For his part, Campbell knows the upcoming transition is one he can handle but acknowledges it is a tall order to fill his stepfather’s shoes. “To think that I should be the one to carry the mantle, it’s a weighty endeavor, but it’s one that I completely embrace,” Campbell says. 

“To think that I should be the one to carry the mantle, it’s a weighty endeavor, but it’s one that I completely embrace.”
— —Clayton Campbell, Associate at Spencer Fane

Passing the torch to someone in your family can be difficult. There are several things you want to try to do when working together as family members. Campbell says one of those is transparency in expectations from both sides. “There needs to be direct communication about what expectations there are, what things need to be done better and what things were maybe done really well,” he says.

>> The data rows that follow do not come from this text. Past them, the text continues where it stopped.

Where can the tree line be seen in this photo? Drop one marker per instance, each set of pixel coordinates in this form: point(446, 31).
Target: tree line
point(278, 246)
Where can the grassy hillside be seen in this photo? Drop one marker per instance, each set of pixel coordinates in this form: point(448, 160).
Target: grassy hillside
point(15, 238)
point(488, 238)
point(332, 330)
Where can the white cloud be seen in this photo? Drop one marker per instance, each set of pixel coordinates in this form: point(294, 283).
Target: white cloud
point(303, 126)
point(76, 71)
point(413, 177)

Powell says there can be some positive aspects of having a family member be the one stepping into your spot. “I think when you pick a family member as your successor, there is a much higher commitment to making the deal work than when there’s a non-family member,” he says. “There’s very strong commitment on the part of both Clayton and me to make this succession successful.” However, Powell says if a succession doesn’t work, it could also adversely affect the family relationship. 

Campbell says not bringing family life into the office is also very important. “Bringing family dynamics or somehow starting to operate with one another as if we were family members, as opposed to co-workers or mentor to mentee, you introduce a lot of complexities into the workplace,” he says. “I think it’s important to remember that, at work, we operate by a different set of rules.”